13 февраля, 12 часов дня. Она очень слаба! Ночь была ужасная, она заметно теряет силы и говорит лишь при крайней необходимости, хотя все время находится в полном сознании.
Я не получаю известий о детях. Во всякое другое время это меня встревожило бы и обеспокоило, так как свекровь обещала меня извещать каждый раз с нарочным, но теперь, в этой комнате, где все говорит о вечности, о смерти, о вечной разлуке, я даже не думаю ни о чем, что привязывает меня к жизни.
Сидя в комнате больной и слушая каждый раз бой старинных часов, я невольно содрогаюсь при мысли, что скоро они пробьют роковой час.
Полночь… Больше нет никакой надежды! Вот уже два или три часа, как она не может найти себе места и мечется в ужасной предсмертной тоске. Время от времени она спрашивает слабым голосом, ясная ли ночь и много ли звезд на небе… Ее рука, которую я иногда подношу к губам, холодна как лед. Я тихо кладу ее себе на голову, и мне кажется, что в эти минуты она понимает меня и благословляет. Потом она совсем тихо попросила меня выйти и ничего ей не говорить: вероятно, она молилась.
Ее ужасные страдания надрывают душу – и это смерть праведницы!.. Теперь она забылась, и врач уверяет, что она проживет до завтра. Боже, какая ужасная ночь!
14 февраля. Все кончено! Около двух часов ночи она испустила дух, ее кончина была так же тиха, как и ее жизнь, а лицо сохранило выражение той необычайной доброты, которая при жизни делала ее такой милой. За несколько минут до смерти она еще разговаривала. Огонь трещал в камине, и она, желая полной тишины и покоя, просила, чтобы больше не подкладывали дров.
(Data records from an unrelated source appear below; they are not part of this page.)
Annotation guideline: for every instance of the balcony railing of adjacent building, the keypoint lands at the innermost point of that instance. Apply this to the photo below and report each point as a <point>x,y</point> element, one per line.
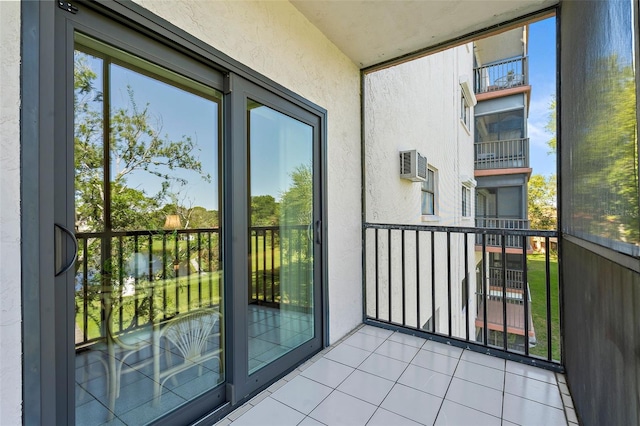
<point>495,240</point>
<point>180,271</point>
<point>501,75</point>
<point>421,278</point>
<point>506,154</point>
Заметив, что одна из ее служанок плачет, она дала ей свой носовой платок, знаками прося ее больше не плакать.
Часто она спрашивала, хороша ли ночь, – бедная святая думала о предстоявшем ей путешествии. Она, казалось, всей душой рвалась от земли и каждую минуту спрашивала, который час. Около двух часов она тихо заснула и больше уже не проснулась.
Врач сказал моей матери, что до конца еще далеко, и мы удалились, чтобы немного отдохнуть. В четыре часа меня разбудил звук колокола. Дрожа, я вскочила, не решаясь спросить, что это значит. Я побежала к матери, и наши слезы без слов сказали нам о том, о чем мы боялись спросить.
17 февраля. Завтра мы уезжаем, и я никогда больше не увижу этой комнаты, где сейчас пишу и где провела прекраснейшие годы своей жизни. Может быть, и я уже прожила половину своей жизни и этот страшный час наступит когда-нибудь и для меня, но она поможет мне и защитит меня! Лишь бы только своей жизнью я заслужила эту защиту.
Варшава, 20 февраля. Вот я и вернулась. Иногда мне кажется, что это был страшный сон, который разбил мое сердце и заставил трезво взглянуть на жизнь. Я избегаю общества и лишь с детьми чувствую себя хорошо».
Примечание. Спустя несколько лет наследники краковской кастелянши, которым достался Белосток, продали это великолепное поместье императору Александру. Он приказал содержать в порядке роскошное имение и занести его в список императорских резиденций. Император Николай, вообще мало заботившийся об исторических памятниках, приказал преобразовать замок в пансион, а дивные апельсиновые деревья перевезти в Петербург. Во время этого длинного переезда погибла большая часть самых старых деревьев.